Is gross total resection reasonable in adults with craniopharyngiomas with hypothalamic involvement

2019 
Objective The treatment of hypothalamus-invading craniopharyngiomas, based on pediatric experience, is subtotal resection (STR) with radiotherapy. This strategy sometimes leads to uncontrollable tumor progression. In adults, with the use of endoscopic endonasal surgery (EES), does removing the hypothalamic part of the tumor – whenever possible – compromise the outcome of the patients? Methods We included adults with craniopharyngioma treated by a first EES in 2008-2016 by E.J. Endocrine, ophtalmological and hypothalamic data were retrospectively collected, including BMI, cognitive and social status, with a systematic follow-up interview.

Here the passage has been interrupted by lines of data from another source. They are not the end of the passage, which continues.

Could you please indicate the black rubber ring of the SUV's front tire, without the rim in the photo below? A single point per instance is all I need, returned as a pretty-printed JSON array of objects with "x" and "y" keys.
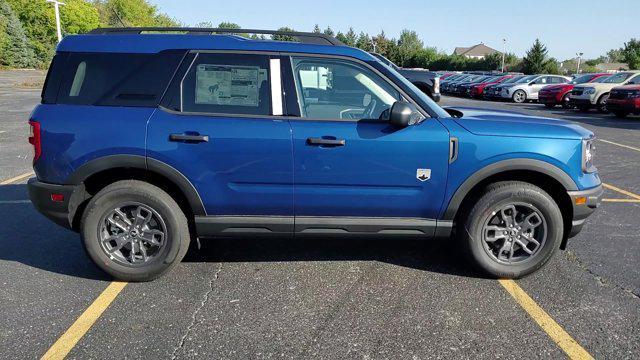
[{"x": 495, "y": 200}]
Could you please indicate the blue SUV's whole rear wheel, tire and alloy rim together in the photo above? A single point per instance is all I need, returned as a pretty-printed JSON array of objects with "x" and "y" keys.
[{"x": 161, "y": 237}]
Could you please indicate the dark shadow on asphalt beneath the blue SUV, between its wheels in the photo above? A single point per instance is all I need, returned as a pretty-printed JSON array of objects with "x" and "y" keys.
[{"x": 439, "y": 256}]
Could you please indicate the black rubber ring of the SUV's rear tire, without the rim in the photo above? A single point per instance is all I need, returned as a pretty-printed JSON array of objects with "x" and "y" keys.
[{"x": 105, "y": 202}]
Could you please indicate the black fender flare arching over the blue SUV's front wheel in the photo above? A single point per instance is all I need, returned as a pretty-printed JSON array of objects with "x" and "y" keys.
[{"x": 504, "y": 166}]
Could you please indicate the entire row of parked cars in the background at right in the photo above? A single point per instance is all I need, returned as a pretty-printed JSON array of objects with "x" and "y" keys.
[{"x": 617, "y": 93}]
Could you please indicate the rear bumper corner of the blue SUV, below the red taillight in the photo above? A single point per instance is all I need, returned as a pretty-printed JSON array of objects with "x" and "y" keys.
[{"x": 60, "y": 212}]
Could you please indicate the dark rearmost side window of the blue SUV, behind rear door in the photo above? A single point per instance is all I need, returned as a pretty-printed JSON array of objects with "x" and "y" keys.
[{"x": 116, "y": 79}]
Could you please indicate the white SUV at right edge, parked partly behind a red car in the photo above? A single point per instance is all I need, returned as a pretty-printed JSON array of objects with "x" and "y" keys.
[{"x": 596, "y": 94}]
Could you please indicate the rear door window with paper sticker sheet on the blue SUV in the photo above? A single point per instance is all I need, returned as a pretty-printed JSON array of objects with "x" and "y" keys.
[{"x": 227, "y": 84}]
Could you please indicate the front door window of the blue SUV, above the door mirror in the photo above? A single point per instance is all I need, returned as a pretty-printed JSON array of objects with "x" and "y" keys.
[{"x": 335, "y": 89}]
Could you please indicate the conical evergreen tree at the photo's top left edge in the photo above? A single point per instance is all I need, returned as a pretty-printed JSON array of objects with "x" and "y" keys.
[{"x": 14, "y": 45}]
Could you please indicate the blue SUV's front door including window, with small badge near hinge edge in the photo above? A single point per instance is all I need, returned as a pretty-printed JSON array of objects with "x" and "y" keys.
[{"x": 348, "y": 160}]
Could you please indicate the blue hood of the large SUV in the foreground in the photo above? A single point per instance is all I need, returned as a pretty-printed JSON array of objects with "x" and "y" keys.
[{"x": 512, "y": 124}]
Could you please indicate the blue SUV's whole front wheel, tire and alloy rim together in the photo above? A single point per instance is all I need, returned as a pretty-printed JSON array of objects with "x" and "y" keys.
[{"x": 498, "y": 197}]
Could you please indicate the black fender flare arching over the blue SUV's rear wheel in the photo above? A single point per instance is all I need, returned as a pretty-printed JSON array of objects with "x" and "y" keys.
[{"x": 143, "y": 163}]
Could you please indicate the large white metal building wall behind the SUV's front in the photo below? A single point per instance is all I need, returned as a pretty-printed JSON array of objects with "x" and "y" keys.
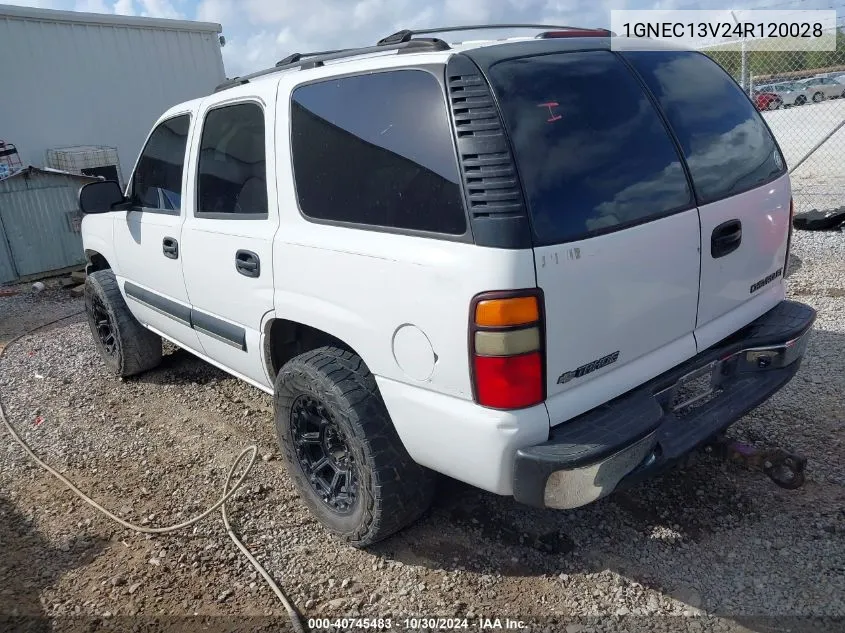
[{"x": 97, "y": 82}]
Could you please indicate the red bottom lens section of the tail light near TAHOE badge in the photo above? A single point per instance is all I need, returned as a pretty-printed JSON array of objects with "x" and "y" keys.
[{"x": 509, "y": 382}]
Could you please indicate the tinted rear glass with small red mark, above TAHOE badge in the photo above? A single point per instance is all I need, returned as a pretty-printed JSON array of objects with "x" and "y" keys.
[{"x": 592, "y": 152}]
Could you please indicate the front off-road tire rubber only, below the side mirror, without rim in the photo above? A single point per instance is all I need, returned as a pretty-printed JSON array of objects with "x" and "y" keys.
[{"x": 137, "y": 349}]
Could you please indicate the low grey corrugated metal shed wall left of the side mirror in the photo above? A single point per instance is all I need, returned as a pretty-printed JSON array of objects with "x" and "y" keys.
[{"x": 37, "y": 220}]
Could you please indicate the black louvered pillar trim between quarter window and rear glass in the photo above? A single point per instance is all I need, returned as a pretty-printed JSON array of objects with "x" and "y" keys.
[{"x": 493, "y": 192}]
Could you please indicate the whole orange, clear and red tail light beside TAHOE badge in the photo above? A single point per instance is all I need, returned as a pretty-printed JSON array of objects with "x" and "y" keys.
[{"x": 506, "y": 341}]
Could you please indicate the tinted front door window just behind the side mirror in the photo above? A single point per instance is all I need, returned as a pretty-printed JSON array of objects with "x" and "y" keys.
[{"x": 157, "y": 182}]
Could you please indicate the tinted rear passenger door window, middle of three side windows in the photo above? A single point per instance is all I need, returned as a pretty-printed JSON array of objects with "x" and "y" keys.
[{"x": 232, "y": 170}]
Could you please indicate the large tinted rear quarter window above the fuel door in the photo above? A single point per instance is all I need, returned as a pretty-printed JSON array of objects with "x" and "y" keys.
[{"x": 377, "y": 150}]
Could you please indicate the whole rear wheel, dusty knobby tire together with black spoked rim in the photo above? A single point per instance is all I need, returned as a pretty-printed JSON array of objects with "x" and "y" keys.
[{"x": 341, "y": 449}]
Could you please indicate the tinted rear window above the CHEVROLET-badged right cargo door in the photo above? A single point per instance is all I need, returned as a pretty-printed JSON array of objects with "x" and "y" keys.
[{"x": 727, "y": 146}]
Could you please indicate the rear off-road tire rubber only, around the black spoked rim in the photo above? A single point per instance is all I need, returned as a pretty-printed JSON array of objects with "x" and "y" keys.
[{"x": 393, "y": 490}]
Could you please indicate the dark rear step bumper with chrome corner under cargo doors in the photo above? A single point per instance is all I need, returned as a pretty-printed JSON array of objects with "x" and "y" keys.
[{"x": 643, "y": 431}]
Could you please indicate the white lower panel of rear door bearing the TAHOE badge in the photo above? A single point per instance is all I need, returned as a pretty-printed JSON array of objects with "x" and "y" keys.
[{"x": 634, "y": 291}]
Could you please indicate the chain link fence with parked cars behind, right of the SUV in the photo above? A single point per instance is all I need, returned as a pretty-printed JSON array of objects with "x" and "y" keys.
[{"x": 801, "y": 94}]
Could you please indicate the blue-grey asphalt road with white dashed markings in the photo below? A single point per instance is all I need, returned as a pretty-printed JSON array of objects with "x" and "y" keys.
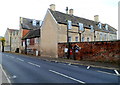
[{"x": 26, "y": 69}]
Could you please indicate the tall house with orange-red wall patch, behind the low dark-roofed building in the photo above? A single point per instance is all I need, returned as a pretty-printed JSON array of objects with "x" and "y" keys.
[{"x": 26, "y": 26}]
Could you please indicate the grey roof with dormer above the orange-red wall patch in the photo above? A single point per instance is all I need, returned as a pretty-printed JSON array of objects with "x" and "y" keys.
[{"x": 27, "y": 23}]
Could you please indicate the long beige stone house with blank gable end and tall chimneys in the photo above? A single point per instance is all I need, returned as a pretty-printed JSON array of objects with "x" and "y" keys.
[{"x": 55, "y": 25}]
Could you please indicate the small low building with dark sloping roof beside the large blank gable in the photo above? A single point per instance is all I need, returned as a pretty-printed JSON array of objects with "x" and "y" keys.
[{"x": 32, "y": 42}]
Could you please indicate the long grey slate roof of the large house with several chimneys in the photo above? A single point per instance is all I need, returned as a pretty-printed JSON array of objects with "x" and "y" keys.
[{"x": 62, "y": 18}]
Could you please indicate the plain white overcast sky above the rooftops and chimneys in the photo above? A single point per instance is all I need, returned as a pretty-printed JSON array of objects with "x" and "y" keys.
[{"x": 11, "y": 10}]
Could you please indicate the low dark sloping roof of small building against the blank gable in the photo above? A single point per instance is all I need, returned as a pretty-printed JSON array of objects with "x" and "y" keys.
[{"x": 32, "y": 34}]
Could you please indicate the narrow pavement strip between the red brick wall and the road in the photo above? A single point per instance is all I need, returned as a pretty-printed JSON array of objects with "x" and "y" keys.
[{"x": 104, "y": 65}]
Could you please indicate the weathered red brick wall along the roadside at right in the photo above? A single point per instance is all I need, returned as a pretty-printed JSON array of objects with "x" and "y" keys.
[{"x": 106, "y": 51}]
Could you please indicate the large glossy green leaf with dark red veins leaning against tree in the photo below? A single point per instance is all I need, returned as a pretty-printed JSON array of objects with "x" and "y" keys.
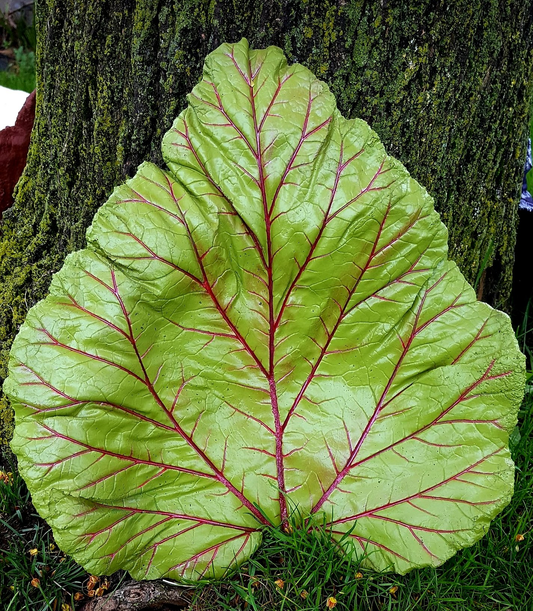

MRI were graded according to Puget: 0 – no hypothalamic involvement, 1 – hypothalamic displacement, 2 – hypothalamic involvement. Grade 2 tumors were separated into gross total resection (GTR) or STR. Results We included 22 patients, aged 18 to 79. Presenting symptoms were visual (14, 64%), endocrine dysfunction (10, 45%), BMI>30 (8, 36%), cognitive/psychiatric impairment (9, 41%). Forteen (64%) were grade 2 craniopharyngiomas. GTR was performed in 14 (64%). Postoperatively, 12/14 (86%) cases improved visually, and 20 (91%) needed hormone replacement therapy. There was no difference in BMI evolution in the GTR versus STR group, cognitive status was stable or improved in all patients except one; 4/8 patients with STR experienced progression needing adjuvant treatment, versus no patient with GTR. Conclusions EES GTR of grade 2 craniopharyngiomas does not cause major hypothalamic worsening, in contrast with children operated by cranial approaches. The surgeon’s experience is key in deciding when to stop the dissection. Offering GTR whenever possible aims at avoiding tumor progression and radiotherapy.